EU Data Universe

This page documents which EU legislative procedures are included in the openstage dataset, how they are identified, and what is excluded.

Source

All procedure data is collected from the EU Cellar repository, the semantic database operated by the EU Publications Office that stores metadata and content for all EU publications. Cellar exposes a public SPARQL endpoint and an HTTP API for downloading individual resources.

The data model is defined by the Common Data Model (CDM), the EU's formal ontology for describing official documents and legislative decision-making.

What we collect

We collect interinstitutional legislative procedures with a procedure reference code. These are procedures that have been assigned a formal interinstitutional reference number in the format YYYY/NNNN/TYPE (e.g., 2016/0399/COD).

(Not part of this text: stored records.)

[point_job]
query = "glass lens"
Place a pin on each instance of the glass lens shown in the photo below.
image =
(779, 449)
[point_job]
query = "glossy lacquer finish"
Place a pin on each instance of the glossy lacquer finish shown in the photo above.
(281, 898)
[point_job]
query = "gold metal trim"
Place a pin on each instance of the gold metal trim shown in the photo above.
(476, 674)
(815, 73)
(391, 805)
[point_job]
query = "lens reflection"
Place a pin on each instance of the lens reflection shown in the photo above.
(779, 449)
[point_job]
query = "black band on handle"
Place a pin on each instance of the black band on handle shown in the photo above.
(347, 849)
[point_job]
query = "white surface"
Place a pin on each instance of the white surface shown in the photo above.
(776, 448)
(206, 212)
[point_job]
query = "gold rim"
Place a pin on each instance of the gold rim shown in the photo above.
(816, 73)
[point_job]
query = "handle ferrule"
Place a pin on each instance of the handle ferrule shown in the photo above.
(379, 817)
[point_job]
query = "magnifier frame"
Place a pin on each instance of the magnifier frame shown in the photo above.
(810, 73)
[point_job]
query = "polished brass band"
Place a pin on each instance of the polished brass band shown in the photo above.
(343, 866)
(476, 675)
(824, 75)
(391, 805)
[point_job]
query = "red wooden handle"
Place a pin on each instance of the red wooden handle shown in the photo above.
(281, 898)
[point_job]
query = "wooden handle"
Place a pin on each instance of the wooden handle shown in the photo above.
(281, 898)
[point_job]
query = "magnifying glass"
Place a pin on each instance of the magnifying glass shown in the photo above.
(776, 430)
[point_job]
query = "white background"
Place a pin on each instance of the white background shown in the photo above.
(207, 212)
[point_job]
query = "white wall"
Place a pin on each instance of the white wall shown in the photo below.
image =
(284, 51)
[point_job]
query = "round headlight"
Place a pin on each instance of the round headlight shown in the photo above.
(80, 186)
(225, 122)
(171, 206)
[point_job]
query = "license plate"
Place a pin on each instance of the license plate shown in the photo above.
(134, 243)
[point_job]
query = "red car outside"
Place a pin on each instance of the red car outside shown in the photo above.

In CDM terms, these are instances of cdm:procedure_code_interinstitutional, a subclass of cdm:procedure_interinstitutional.

SPARQL query

The collection step runs a SPARQL query against the Cellar endpoint that retrieves all procedure reference codes. The query:

  1. Selects all resources typed as cdm:procedure_interinstitutional or any of its subclasses
  2. Follows owl:sameAs links to /resource/procedure/ URIs
  3. Extracts the procedure reference from the URI

Only procedures that have such a link are included. This filter naturally excludes the legacy entries described below.

Universe size

As of March 2026, the query returns approximately 12,500 distinct procedure references. This number grows slowly as new procedures are initiated.

What we download

For each procedure reference, we download the RDF/XML tree notice from Cellar:

GET https://publications.europa.eu/resource/procedure/{proc_ref}
Accept: application/rdf+xml;notice=tree

The tree notice format includes the full procedure metadata with inline event data (dates, types, institutions) in a single request. This is the same format used by the openbasement extraction library.

Identification: procedure references

Each procedure is identified by its interinstitutional procedure reference, stored in the format YYYY_NNNN (e.g., 2016_399). This corresponds to the display format YYYY/NNNN/TYPE used on EUR-Lex (e.g., 2016/0399/COD).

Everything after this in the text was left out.